Noelle Lipscomb will serve as the company's chief audit executive

By the time Homepoint is done, there may not be anyone left in the corner offices at Fannie Mae.

The wholesale mortgage originator and servicer announced Wednesday that it had hired yet another longtime mortgage executive at Fannie Mae, its third big poach from the GSE this year.

Noelle Lipscomb, who worked at the GSE for nearly two decades, has joined the Ann Arbor-headquartered firm as the company’s chief audit executive, where she will run point on Homepoint’s internal risk-based auditing services and controls.

Lipscomb served at Fannie Mae for 17 years in various senior audit positions prior to her departure, and was a senior auditor at PWC before her time with the GSE.

“Noelle’s understanding of the mortgage space will be instrumental in advising Homepoint on risk management and providing insight into our business operations and processes as our company continues to expand as a public entity and rapidly evolve as a leading mortgage originator and servicer,” Willie Newman, President and CEO of Homepoint, said in a statement.

Homepoint made its landmark hire from the GSE in January when it brought on Andrew Bon Salle, Fannie Mae’s former head of single family lending. Bon Salle was appointed chairman of the board. He was joined a few months later by John Forlines, who was named chief risk officer. Forlines spent 33 years at Fannie Mae, eventually rising through the ranks to become its chief risk officer.

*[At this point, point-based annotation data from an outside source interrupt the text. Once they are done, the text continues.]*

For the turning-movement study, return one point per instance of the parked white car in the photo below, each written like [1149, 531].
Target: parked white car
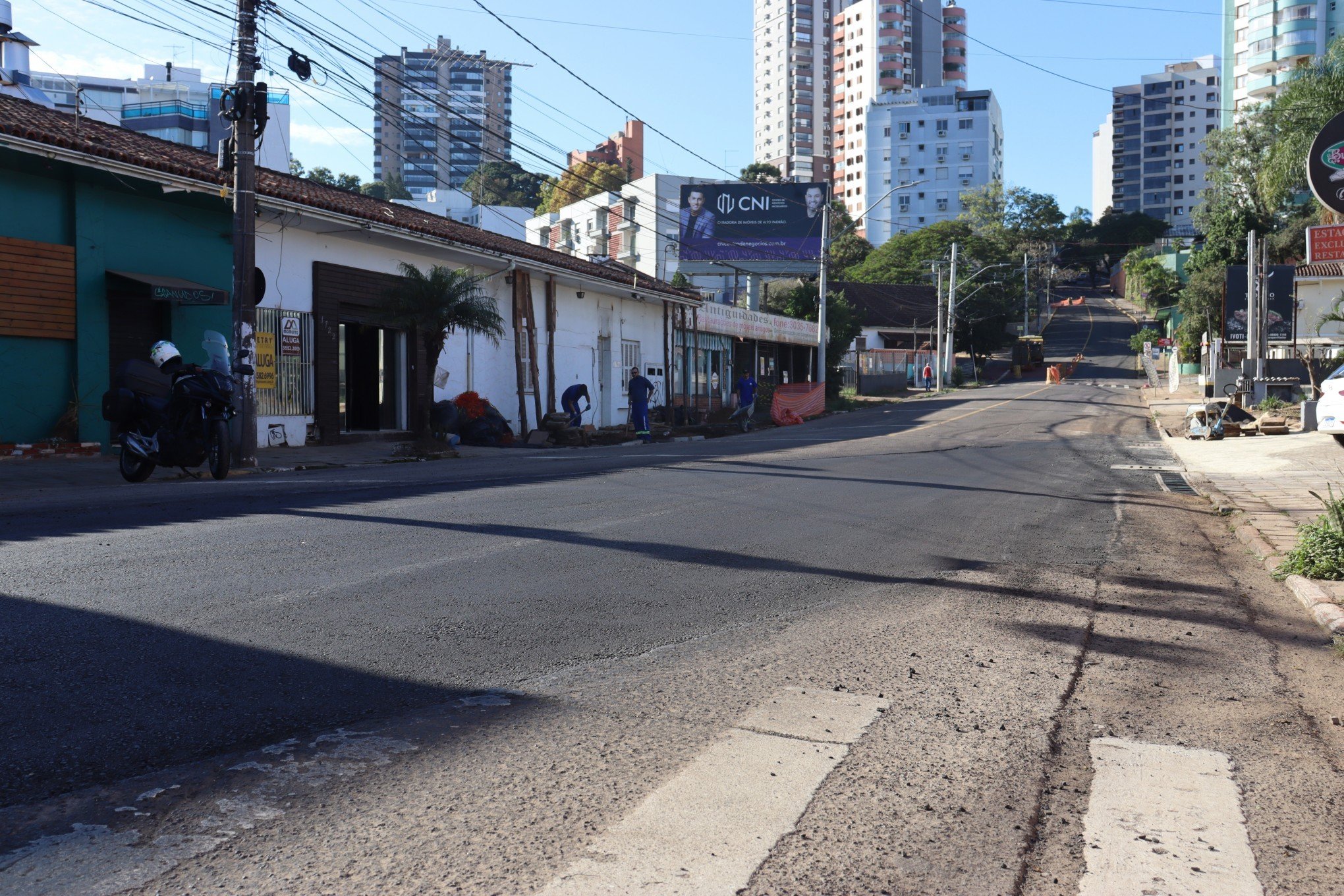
[1330, 408]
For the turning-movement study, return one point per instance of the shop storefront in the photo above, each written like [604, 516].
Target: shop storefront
[715, 344]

Homepoint, a pure-play wholesaler, has made large strides in its near six years in the market. Homepint most recently ranked as the 15th-largest mortgage originator in 2020 based on number of loans issued. According to the Consumer Financial Protection Bureau‘s Home Mortgage Disclosure Act data, the lender originated $41 billion in single-family mortgages for all of 2020. It grew originations by 226% last year, bested only by Freedom Mortgage (344%) among the top 25 lenders in America.

The explosion in volume led its parent company Home Point Capital, which is controlled by private equity firm Stone Point Capital, to make its public debut in January.

The three Fannie hires at Homepoint represent just a sampling of the departures from Fannie and Freddie since the fall, which most observers have attributed to the companies’ dashed hopes to exit conservatorship.

Andrew Peters, most recently head of single family strategy at Fannie, was just named this week as Lenderworksnewest president on Monday. And Desmond Smith, Fannie Mae’s former senior vice president and chief customer officer for single family business, left than two months ago to join United Wholesale Mortgage as the wholesaler’s chief growth officer.

In January, Fannie Mae’s head of digital products, Henry Cason, announced his move to become CEO of FinLocker after 27 years of work at the GSE.